How host/deploy a test¶
The easiest way is to ask someone from OSTrails WP3 to write the test for you, and host it on the OSTrails Infrastructure. This helps keep tests quality-controlled, consistent, and with reliable up-time.
If you really want to do it yourself, you need:
Understand (or author) the Metric that you are going to test. this is a pre-requisite for writing the test!
Access to a server
Coding knowledge in any language
Understanding of the rules for Linked Data
Optimally, you would also use a Linked Data library from your language to reduce errors; however the data structures can simply be templated.

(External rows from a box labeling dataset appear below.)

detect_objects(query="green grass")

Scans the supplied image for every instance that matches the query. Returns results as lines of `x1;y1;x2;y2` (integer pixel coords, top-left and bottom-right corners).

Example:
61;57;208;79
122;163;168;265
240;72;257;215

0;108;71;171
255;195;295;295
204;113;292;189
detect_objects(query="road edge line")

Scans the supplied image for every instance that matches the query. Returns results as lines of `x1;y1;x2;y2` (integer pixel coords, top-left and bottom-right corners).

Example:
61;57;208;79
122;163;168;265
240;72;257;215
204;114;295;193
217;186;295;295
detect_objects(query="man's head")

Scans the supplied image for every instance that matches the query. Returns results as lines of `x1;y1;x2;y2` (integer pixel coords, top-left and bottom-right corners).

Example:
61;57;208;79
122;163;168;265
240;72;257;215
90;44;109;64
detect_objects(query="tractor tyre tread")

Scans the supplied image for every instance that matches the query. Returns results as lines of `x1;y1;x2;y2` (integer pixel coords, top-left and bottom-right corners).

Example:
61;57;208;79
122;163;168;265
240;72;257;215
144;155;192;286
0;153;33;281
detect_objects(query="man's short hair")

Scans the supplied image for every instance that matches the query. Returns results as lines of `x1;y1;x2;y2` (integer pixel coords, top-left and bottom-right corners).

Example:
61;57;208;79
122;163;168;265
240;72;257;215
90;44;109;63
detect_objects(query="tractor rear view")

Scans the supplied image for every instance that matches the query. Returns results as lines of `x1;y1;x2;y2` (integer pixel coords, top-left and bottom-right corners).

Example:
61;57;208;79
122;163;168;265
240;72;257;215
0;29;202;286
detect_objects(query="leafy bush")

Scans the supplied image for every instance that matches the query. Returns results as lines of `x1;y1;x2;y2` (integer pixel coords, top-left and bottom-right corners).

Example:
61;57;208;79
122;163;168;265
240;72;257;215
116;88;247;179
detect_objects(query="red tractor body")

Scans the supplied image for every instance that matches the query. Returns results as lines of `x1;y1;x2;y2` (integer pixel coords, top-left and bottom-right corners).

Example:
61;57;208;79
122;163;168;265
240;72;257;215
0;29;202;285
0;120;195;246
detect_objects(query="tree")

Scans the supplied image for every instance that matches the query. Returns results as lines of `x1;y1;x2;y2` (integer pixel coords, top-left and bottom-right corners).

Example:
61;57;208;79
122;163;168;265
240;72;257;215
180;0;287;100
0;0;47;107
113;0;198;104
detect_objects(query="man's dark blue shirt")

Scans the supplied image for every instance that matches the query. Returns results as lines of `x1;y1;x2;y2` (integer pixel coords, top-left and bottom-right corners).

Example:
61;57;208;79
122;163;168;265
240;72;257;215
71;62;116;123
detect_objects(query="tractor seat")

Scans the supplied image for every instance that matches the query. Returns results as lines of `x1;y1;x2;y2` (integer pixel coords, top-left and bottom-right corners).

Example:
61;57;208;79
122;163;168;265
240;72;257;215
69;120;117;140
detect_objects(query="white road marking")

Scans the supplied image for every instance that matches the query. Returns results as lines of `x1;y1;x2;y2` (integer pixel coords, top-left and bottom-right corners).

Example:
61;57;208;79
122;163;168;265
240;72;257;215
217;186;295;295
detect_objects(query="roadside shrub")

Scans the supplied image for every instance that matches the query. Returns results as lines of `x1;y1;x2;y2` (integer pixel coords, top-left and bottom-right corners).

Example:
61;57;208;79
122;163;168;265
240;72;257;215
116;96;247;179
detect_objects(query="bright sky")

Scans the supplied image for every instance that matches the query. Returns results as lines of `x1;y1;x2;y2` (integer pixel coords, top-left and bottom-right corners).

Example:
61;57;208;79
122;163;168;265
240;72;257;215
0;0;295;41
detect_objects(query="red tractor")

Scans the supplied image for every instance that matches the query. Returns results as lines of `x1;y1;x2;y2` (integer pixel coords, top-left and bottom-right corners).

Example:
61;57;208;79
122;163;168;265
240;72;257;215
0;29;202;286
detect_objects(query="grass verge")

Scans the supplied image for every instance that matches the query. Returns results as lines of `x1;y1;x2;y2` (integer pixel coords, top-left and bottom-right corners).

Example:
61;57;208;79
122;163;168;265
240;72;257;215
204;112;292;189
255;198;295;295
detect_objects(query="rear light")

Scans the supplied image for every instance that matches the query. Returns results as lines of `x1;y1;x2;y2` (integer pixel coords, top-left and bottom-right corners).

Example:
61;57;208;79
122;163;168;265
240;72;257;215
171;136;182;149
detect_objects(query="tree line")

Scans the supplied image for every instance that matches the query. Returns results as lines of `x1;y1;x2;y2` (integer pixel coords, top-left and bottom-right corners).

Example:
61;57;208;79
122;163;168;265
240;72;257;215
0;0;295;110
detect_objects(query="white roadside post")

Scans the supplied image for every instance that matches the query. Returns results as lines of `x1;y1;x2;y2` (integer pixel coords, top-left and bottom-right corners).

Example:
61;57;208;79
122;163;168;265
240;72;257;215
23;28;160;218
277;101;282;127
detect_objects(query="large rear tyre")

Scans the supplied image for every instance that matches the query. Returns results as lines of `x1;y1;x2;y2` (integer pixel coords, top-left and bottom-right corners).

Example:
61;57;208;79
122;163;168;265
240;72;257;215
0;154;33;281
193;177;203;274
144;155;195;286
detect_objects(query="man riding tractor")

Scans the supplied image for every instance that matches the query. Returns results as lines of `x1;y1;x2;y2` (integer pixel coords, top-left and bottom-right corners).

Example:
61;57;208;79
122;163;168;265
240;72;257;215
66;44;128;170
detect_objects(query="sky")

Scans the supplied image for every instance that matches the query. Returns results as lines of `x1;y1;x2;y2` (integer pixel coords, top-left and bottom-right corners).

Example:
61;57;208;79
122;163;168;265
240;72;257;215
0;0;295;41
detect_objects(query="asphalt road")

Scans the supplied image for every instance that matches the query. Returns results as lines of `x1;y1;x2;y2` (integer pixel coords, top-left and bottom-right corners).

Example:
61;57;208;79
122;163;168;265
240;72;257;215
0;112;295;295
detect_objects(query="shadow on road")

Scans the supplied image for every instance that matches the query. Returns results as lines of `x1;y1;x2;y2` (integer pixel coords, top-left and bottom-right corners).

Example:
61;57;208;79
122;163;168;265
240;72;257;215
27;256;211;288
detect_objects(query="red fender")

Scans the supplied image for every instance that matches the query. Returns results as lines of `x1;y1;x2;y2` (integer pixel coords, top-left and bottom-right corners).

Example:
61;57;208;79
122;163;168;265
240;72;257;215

Understanding of the FTR Vocabulary, and specifically the pieces related to a TestResult object
Understand how to author an OpenAPI Service Descriptor
Either understand a DCAT DataService object, or use the Test Wizard to author this object
Tests have two “modalities”:
A test can consume a GUID, and use normal identifier resolution on that to retrieve metadata
A test can consume an uploaded metadata record
The API for option 1 is to consume the following JSON data structure:
{ "resource_identifier": "GUID" }
The API for option 2 is to follow this OpenAPI3 pattern for file upload:
requestBody:
required: true
content:
multipart/form-data:
schema:
type: object
required: [file]
properties:
file:
type: string
format: binary
description: The uploaded metadata.
encoding:
file:
contentType: application/json
Test outputs must follow the FTR schema, and at a minimim must include
The identifier of the metadata object that was tesated
The Metric that is associated with the Test
The “value” of the output (pass/fail/indeterminate are the only valid outputs)
A reference to the TestExecution, and metadata about that (e.g. test identifier, date, version, etc)
Test outputs may optimally include a reference to a Guidance Object. Guidance Objects are added during test execution, when a test detects an error. They are intended to help the metadata author avoid the error.
Guidance Objects are still under development, so are not deeply documented here.